That’s interesting! I think this would be a good start. It doesn’t talk too much about doctrine until later chapters, and then mostly in the context of Brooks’ experiences, but I think it’s still a decent (and fun to read) primer.
From your review I sort of want to know if Brooks sticks with it or leaves the Mormon church altogether. hmm. The ex-communications seem dicey
She does stick with it, to some extent. She’s currently a religion scholar and speaks pretty frequently on Mormonism in the mainstream press. I think she was on Jon Stewart recently, but I could be wrong about that.
This sounds really interesting to me – I’m looking forward to reading it.
I hope you get a chance to!
I just finished Arcadia by Lauren Groff and had the same impression. Albeit a fictional account in Arcadia, the narrator goes a long way towards balancing the negative stereotypes about growing up in a a hippie commune, with his own love of the place even with the problems that arose.
It’s good to see Brooks following the same direction–one religion or group is not all bad or good. It’s much more interesting to see all sides of the group and the appreciation she still has for her religion even with her critique.
Thanks for the review!
Interesting comparison! I want to read Arcadia, but I’m also sort of saving it because I loved The Monsters of Templeton so much and don’t want to be done with Lauren Groff books.
This looks really interesting! I think it would be a good one for me because I don’t always, okay, I don’t always be kind enough about the Mormons, BUT reconciling my faith and my feminism has been a really hard thing for me too. And hence this could be my way into Mormons.
It was! I have to admit not always been kind about Mormonism either.. it’s hard because it’s so young and seems to make no sense. But then lots of religions make no sense when you get down too it, they’ve just been around long enough that it seems to make sense. It seems like a lot of the major religions can find ways to be unfriendly to feminists when they want to be, which is a shame…
I recently read Cami Ostman’s memoir, Second Wind. She grew up in a strict religious environment but in her early 20s, broke away and healed herself through marathon running.
I enjoy memoirs that involve the author rethinking his/her enmeshed belief systems. (I’ve also written one that isn’t published yet.)
Thank you for this review.
That sounds like a fascinating memoir, I’ll have to look for it. I tend to enjoy memoirs like that too, about people questioning themselves and exploring where those questions lead.

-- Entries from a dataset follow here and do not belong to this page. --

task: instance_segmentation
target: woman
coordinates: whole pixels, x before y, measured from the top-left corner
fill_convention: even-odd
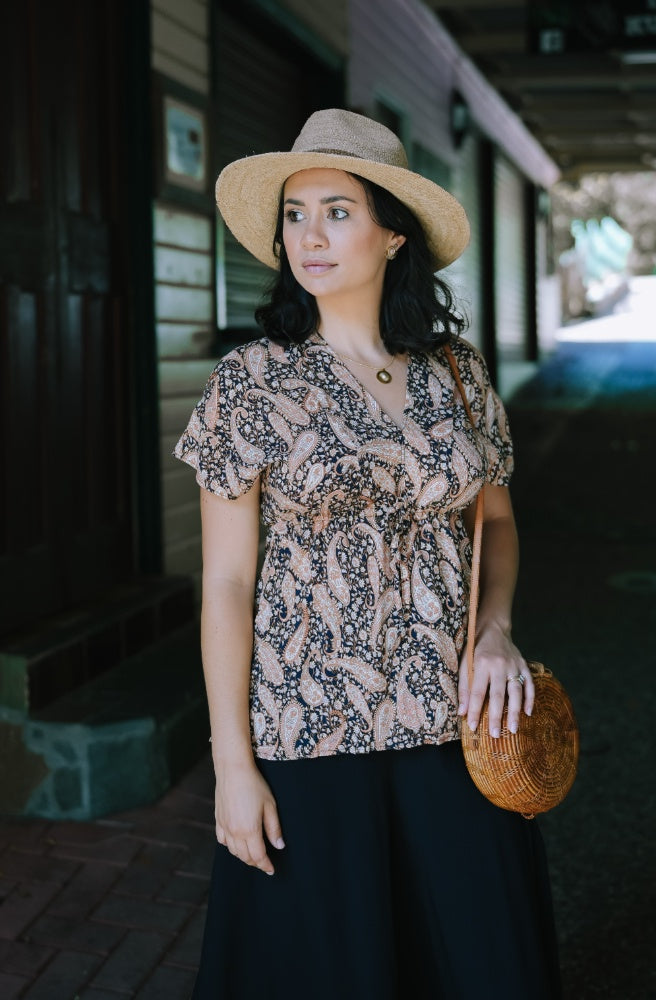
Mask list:
[[[176,448],[201,486],[216,772],[194,997],[552,1000],[539,833],[480,795],[458,743],[487,693],[493,733],[506,699],[516,729],[534,697],[510,636],[505,415],[434,277],[465,214],[393,133],[340,110],[290,153],[230,164],[217,201],[279,276],[266,336],[219,362]]]

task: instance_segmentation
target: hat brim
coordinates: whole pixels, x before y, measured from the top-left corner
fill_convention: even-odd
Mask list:
[[[221,171],[216,202],[235,238],[267,267],[279,267],[273,235],[282,186],[292,174],[313,167],[358,174],[395,195],[421,223],[436,271],[453,263],[467,247],[469,222],[464,208],[421,174],[340,153],[261,153],[235,160]]]

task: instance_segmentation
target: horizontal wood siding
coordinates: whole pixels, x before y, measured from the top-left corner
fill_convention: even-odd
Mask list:
[[[165,567],[169,573],[194,578],[200,595],[201,538],[198,484],[192,469],[172,455],[214,367],[208,358],[197,361],[160,361],[162,399],[162,505]]]
[[[213,220],[164,205],[154,218],[159,356],[207,357],[215,330]]]
[[[213,228],[213,220],[204,216],[155,207],[164,566],[169,573],[198,579],[198,487],[171,451],[212,368]]]
[[[390,93],[411,113],[412,138],[453,160],[448,102],[452,89],[473,121],[523,173],[550,187],[560,171],[521,119],[458,48],[421,0],[350,0],[351,106],[371,113],[376,93]]]
[[[150,10],[152,68],[208,95],[207,0],[151,0]]]
[[[324,101],[330,89],[326,81],[339,75],[334,66],[324,71],[312,46],[299,43],[292,21],[303,22],[308,41],[316,23],[318,49],[323,44],[326,50],[343,53],[345,5],[346,0],[337,7],[332,0],[320,0],[309,10],[291,2],[285,12],[285,5],[278,3],[281,16],[274,18],[270,36],[263,28],[268,3],[262,4],[263,19],[254,22],[245,10],[230,11],[217,2],[216,37],[210,40],[207,4],[152,0],[153,67],[206,95],[210,103],[218,95],[217,114],[210,117],[217,169],[240,156],[291,144],[307,114],[318,106],[314,102]],[[276,4],[271,6],[273,14]],[[324,17],[329,30],[320,27]],[[331,96],[330,103],[342,100],[340,86],[339,98]],[[217,234],[210,199],[206,216],[168,204],[158,204],[155,211],[165,565],[170,572],[198,577],[198,488],[191,471],[170,453],[212,368],[208,356],[217,350],[217,318],[226,331],[224,346],[245,327],[255,333],[253,310],[271,272],[237,244],[220,220]]]
[[[365,114],[374,114],[377,102],[387,100],[404,117],[408,152],[427,150],[446,168],[447,187],[464,205],[472,236],[463,256],[442,276],[469,319],[468,339],[481,346],[478,141],[472,133],[459,150],[453,145],[449,100],[456,85],[455,63],[440,58],[442,29],[415,6],[401,0],[352,0],[350,101]],[[414,161],[415,169],[431,175],[425,154]]]
[[[418,31],[414,5],[404,0],[350,0],[349,9],[350,106],[374,114],[378,101],[391,100],[407,116],[407,148],[419,142],[455,165],[448,114],[454,70],[436,59],[434,32]]]
[[[209,97],[207,0],[151,0],[151,26],[152,68]],[[164,568],[190,574],[198,584],[198,486],[191,469],[171,451],[213,365],[208,354],[216,329],[214,227],[209,196],[206,214],[154,206]]]

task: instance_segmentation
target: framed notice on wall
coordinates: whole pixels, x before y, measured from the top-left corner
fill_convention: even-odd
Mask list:
[[[164,178],[192,191],[207,189],[205,113],[168,94],[164,97]]]
[[[211,202],[206,98],[161,74],[154,91],[157,197],[207,210]]]

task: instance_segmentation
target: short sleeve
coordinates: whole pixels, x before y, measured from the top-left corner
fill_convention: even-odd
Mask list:
[[[236,500],[270,463],[264,395],[236,351],[210,375],[173,451],[203,489]]]
[[[507,486],[514,468],[513,443],[508,416],[500,397],[492,388],[483,356],[466,341],[454,345],[460,377],[477,427],[485,437],[486,482]]]

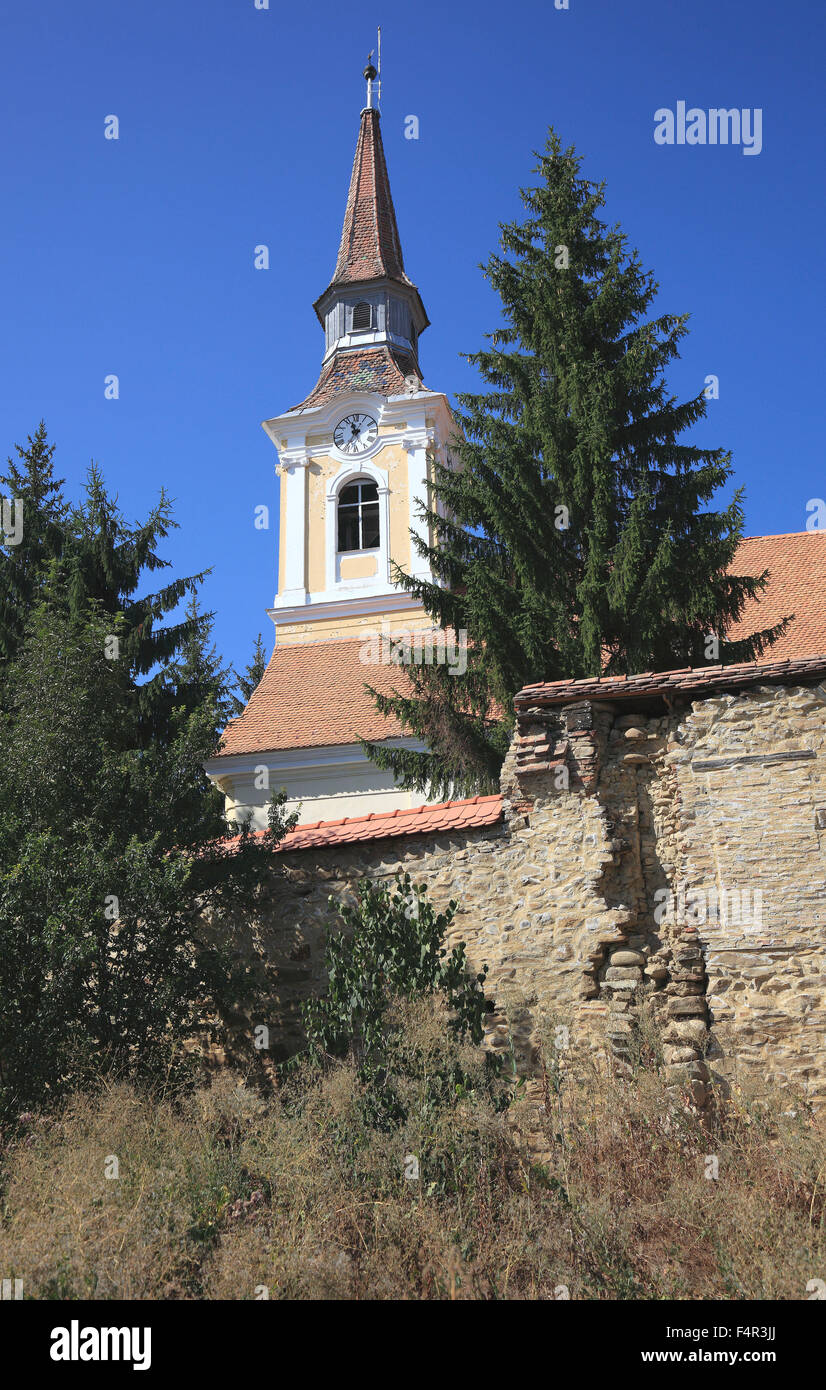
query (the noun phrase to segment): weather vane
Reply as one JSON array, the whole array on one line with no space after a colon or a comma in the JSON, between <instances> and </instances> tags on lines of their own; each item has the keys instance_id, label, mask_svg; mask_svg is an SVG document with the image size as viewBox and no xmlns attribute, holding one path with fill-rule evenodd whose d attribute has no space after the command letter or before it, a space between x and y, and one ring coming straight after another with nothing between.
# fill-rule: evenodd
<instances>
[{"instance_id":1,"label":"weather vane","mask_svg":"<svg viewBox=\"0 0 826 1390\"><path fill-rule=\"evenodd\" d=\"M381 27L378 31L378 67L373 67L373 49L367 54L367 67L364 69L364 76L367 79L367 109L373 105L373 82L376 82L376 106L381 105Z\"/></svg>"}]
</instances>

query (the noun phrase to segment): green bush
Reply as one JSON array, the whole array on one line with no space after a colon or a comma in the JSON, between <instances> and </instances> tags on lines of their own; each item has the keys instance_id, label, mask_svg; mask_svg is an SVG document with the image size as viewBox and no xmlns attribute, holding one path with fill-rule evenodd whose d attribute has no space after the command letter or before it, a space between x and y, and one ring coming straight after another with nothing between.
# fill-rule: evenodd
<instances>
[{"instance_id":1,"label":"green bush","mask_svg":"<svg viewBox=\"0 0 826 1390\"><path fill-rule=\"evenodd\" d=\"M214 716L177 708L143 747L131 674L106 655L113 627L43 605L4 675L0 1116L107 1069L157 1079L193 1034L219 1030L245 988L221 928L291 823L276 799L272 833L226 853L202 787Z\"/></svg>"},{"instance_id":2,"label":"green bush","mask_svg":"<svg viewBox=\"0 0 826 1390\"><path fill-rule=\"evenodd\" d=\"M364 1086L366 1113L377 1128L400 1124L408 1114L402 1078L429 1077L427 1105L434 1110L455 1103L471 1084L449 1037L479 1044L484 1016L490 1008L483 985L487 966L477 975L468 971L464 942L448 950L445 939L456 913L451 901L437 912L424 884L397 875L393 890L367 880L359 884L354 906L341 907L330 899L344 923L326 939L327 994L303 1006L316 1063L351 1056ZM410 1047L399 1022L400 1001L435 996L444 1011L445 1045L438 1060ZM497 1068L486 1058L486 1075Z\"/></svg>"}]
</instances>

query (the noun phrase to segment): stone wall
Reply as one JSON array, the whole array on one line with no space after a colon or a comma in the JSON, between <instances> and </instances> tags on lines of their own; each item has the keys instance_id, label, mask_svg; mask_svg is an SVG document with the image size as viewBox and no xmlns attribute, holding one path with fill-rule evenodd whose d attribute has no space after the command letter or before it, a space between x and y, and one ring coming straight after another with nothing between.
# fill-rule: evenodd
<instances>
[{"instance_id":1,"label":"stone wall","mask_svg":"<svg viewBox=\"0 0 826 1390\"><path fill-rule=\"evenodd\" d=\"M698 1105L709 1076L826 1102L826 688L523 707L500 824L281 856L260 924L278 1050L323 986L328 895L397 870L459 902L530 1070L539 1031L627 1064L640 1010ZM507 1019L505 1010L508 1011Z\"/></svg>"}]
</instances>

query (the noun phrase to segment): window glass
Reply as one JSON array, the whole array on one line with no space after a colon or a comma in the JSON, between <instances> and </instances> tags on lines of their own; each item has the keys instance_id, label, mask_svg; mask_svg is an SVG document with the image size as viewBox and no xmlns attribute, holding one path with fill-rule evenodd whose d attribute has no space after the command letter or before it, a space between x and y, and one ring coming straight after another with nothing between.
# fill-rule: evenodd
<instances>
[{"instance_id":1,"label":"window glass","mask_svg":"<svg viewBox=\"0 0 826 1390\"><path fill-rule=\"evenodd\" d=\"M379 544L379 504L372 502L362 508L361 513L361 548L362 550L376 550Z\"/></svg>"},{"instance_id":2,"label":"window glass","mask_svg":"<svg viewBox=\"0 0 826 1390\"><path fill-rule=\"evenodd\" d=\"M365 478L348 483L338 499L338 548L376 550L379 537L379 490Z\"/></svg>"}]
</instances>

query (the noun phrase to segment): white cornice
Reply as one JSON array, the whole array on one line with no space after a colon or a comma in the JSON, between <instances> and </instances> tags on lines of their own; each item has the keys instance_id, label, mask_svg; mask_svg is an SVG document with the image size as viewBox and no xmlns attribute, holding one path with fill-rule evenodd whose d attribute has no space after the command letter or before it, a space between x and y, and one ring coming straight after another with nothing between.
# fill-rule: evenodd
<instances>
[{"instance_id":1,"label":"white cornice","mask_svg":"<svg viewBox=\"0 0 826 1390\"><path fill-rule=\"evenodd\" d=\"M439 415L444 412L450 416L450 404L442 391L411 391L398 396L380 396L375 391L344 391L324 405L274 415L271 420L263 420L261 428L279 453L298 453L305 447L308 434L323 433L326 429L332 432L340 416L349 411L363 409L375 416L380 425L401 428L409 424L411 408L416 406L419 411L432 408Z\"/></svg>"},{"instance_id":2,"label":"white cornice","mask_svg":"<svg viewBox=\"0 0 826 1390\"><path fill-rule=\"evenodd\" d=\"M415 738L377 739L383 748L402 748L413 753L424 753L426 746ZM278 773L301 772L319 774L331 768L337 771L363 768L370 759L358 743L325 743L317 748L262 748L255 753L236 753L225 757L208 758L204 769L208 777L239 777L245 773L255 773L258 767L266 767L272 778Z\"/></svg>"},{"instance_id":3,"label":"white cornice","mask_svg":"<svg viewBox=\"0 0 826 1390\"><path fill-rule=\"evenodd\" d=\"M301 449L297 453L285 449L279 455L278 463L275 465L276 475L292 473L295 468L309 468L310 457L306 449Z\"/></svg>"},{"instance_id":4,"label":"white cornice","mask_svg":"<svg viewBox=\"0 0 826 1390\"><path fill-rule=\"evenodd\" d=\"M411 598L404 589L384 585L374 593L368 589L361 589L352 598L342 598L340 592L308 594L306 603L292 604L289 608L268 608L267 616L276 627L283 627L286 623L312 623L329 618L358 618L362 615L367 617L374 613L412 612L421 606L421 602Z\"/></svg>"},{"instance_id":5,"label":"white cornice","mask_svg":"<svg viewBox=\"0 0 826 1390\"><path fill-rule=\"evenodd\" d=\"M432 428L420 430L403 430L396 436L401 441L402 448L408 453L415 453L416 449L426 449L428 444L439 442L438 431Z\"/></svg>"}]
</instances>

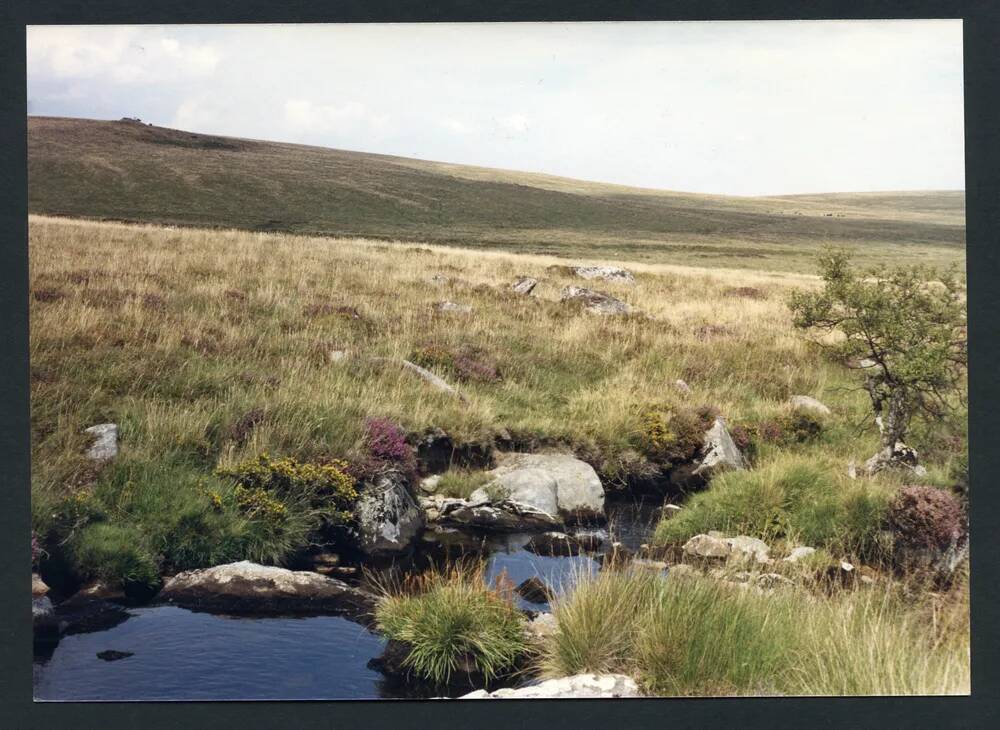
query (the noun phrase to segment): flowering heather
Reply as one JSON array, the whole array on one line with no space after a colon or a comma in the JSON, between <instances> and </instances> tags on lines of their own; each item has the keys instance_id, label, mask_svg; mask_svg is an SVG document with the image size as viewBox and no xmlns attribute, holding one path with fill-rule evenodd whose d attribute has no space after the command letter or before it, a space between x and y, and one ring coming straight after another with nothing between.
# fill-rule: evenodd
<instances>
[{"instance_id":1,"label":"flowering heather","mask_svg":"<svg viewBox=\"0 0 1000 730\"><path fill-rule=\"evenodd\" d=\"M406 434L388 418L365 421L365 445L377 461L395 464L407 471L415 468L413 449L406 443Z\"/></svg>"},{"instance_id":2,"label":"flowering heather","mask_svg":"<svg viewBox=\"0 0 1000 730\"><path fill-rule=\"evenodd\" d=\"M38 543L38 537L34 532L31 533L31 564L38 565L39 559L42 557L42 546Z\"/></svg>"}]
</instances>

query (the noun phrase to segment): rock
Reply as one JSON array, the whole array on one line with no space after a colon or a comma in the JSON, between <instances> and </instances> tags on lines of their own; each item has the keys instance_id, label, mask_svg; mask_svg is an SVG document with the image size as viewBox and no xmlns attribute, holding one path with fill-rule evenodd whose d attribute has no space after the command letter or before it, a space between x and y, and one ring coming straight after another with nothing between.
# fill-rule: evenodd
<instances>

I saw the author on an episode of Rock Center where they explored Mormonism and I thought her story sounded very interesting. She very articulately explained her issues with the Church while still showing a respect for the institution. When I saw she had written a book I actually thought I might see a review of it on your blog since you read so much excellent non-fiction!
That’s awesome! I wanted to watch Rock Center, but never seemed to be home when it was one. I hope I can find that episode to check it out.